Les forces de l’ordre, surprises un instant, se regroupent et partent à leur poursuite. Un homme d’une soixantaine d’année, bras tordu dans le dos, est emmené sans ménagement vers le commissariat de police local distant de quelques mètres. Il s’exclame : »Mais je n’ai rien fait ! ».
Au bout de la rue où se trouve le poste de police, des groupes de jeunes réussissent à se rassembler. Ils scandent en arabe: « Algérie libre et démocratique » et se dispersent dans les rues dès que les policiers en civil s’approchent un peu trop près d’eux ou parviennent à se saisir de manifestants isolés.
Parfois frappés, la plupart du temps bousculés, ceux-ci sont emmenés à bord de voitures banalisées vers le commissariat.
Après une brève mais vigoureuse charge de police, le gros des manifestants se disperse. Les véhicules anti-émeutes sont toujours en place et les rues qui mènent à la place du 1er Mai sont surveillées par des policiers casqués.

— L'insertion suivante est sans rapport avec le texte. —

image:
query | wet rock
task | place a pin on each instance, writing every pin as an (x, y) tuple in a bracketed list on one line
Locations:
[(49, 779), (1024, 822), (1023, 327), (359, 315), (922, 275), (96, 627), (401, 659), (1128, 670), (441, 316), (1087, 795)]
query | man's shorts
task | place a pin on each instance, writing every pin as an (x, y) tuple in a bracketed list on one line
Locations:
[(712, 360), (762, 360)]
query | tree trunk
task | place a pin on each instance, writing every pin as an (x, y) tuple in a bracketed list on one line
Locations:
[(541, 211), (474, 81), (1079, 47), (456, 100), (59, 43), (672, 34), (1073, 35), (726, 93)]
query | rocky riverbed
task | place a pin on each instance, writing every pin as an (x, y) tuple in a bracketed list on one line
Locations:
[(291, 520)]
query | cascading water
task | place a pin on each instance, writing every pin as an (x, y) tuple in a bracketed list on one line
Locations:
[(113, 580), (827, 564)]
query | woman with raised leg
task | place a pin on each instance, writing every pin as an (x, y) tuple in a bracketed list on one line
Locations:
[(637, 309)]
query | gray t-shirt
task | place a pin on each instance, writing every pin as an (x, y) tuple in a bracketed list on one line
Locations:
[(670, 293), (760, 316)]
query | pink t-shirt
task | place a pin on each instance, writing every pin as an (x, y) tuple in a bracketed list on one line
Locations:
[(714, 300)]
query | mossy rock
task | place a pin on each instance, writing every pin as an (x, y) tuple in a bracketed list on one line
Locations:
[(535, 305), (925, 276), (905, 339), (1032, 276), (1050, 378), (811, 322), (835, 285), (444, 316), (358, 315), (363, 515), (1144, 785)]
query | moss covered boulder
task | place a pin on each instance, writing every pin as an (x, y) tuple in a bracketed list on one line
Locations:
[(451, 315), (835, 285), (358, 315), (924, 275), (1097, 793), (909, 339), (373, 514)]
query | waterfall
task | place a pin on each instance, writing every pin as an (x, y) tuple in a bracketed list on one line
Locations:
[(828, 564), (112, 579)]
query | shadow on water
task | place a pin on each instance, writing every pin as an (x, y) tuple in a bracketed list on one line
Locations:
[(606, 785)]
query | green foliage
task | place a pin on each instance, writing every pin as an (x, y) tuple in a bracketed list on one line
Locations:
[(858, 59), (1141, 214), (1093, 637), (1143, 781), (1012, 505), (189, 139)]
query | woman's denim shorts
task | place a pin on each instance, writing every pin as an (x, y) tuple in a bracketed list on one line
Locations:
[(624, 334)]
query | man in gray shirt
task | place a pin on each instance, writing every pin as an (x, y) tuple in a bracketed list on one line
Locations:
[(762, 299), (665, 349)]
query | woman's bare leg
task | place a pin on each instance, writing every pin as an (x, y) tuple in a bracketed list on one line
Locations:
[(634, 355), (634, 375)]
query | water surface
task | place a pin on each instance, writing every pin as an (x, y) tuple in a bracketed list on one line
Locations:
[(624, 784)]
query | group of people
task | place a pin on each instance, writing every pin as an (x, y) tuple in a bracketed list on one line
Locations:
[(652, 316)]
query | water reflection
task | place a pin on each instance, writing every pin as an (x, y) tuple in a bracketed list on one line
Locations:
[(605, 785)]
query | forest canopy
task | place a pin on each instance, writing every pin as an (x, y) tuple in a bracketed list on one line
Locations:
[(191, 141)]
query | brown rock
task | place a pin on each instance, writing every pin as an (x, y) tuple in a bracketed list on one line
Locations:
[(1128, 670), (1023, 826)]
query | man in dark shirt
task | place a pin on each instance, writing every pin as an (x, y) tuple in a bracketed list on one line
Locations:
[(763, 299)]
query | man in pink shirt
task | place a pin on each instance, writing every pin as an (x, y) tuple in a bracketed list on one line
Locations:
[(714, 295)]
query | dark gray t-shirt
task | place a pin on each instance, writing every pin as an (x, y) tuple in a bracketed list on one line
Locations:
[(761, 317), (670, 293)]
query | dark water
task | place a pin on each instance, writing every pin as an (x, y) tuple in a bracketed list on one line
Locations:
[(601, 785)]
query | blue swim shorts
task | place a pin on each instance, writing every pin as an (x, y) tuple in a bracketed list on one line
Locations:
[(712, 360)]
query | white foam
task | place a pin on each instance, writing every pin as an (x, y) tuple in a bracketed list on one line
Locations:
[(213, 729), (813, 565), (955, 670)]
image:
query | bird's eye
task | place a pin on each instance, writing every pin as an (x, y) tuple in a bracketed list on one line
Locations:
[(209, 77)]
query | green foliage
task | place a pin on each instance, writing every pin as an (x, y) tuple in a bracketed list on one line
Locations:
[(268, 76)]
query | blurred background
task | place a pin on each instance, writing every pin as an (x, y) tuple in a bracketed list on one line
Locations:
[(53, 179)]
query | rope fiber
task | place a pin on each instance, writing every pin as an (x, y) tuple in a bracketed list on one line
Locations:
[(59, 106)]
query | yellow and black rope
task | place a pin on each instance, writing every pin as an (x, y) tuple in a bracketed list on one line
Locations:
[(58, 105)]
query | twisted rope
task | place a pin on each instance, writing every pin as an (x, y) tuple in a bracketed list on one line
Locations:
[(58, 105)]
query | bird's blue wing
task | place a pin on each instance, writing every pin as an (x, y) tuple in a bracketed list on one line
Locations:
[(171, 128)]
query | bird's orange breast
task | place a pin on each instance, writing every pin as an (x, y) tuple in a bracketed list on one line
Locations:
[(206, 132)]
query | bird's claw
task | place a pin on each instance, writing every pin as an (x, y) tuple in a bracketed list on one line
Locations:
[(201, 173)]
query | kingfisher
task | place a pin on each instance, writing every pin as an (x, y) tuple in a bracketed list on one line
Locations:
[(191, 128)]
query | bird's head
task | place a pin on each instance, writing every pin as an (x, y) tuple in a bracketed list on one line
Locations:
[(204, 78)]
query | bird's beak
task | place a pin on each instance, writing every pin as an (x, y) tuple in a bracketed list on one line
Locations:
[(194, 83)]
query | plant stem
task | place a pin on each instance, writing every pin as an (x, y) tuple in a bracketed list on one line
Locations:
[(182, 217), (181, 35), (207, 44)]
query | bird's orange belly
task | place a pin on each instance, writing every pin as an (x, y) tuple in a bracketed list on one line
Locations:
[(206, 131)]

A quelques centaines de mètre de là, devant une permanence de M. Bouteflika, des sympathisants s’affairent à coller des portraits du candidat désormais président sur le pare-brise de deux voitures. Dans Alger, où le soleil est revenu, on commence à entendre des concerts de klaxons de caravane motorisées pro-Bouteflika.
Celui-ci a annoncé vendredi à Alger qu’il acceptait la présidence algérienne.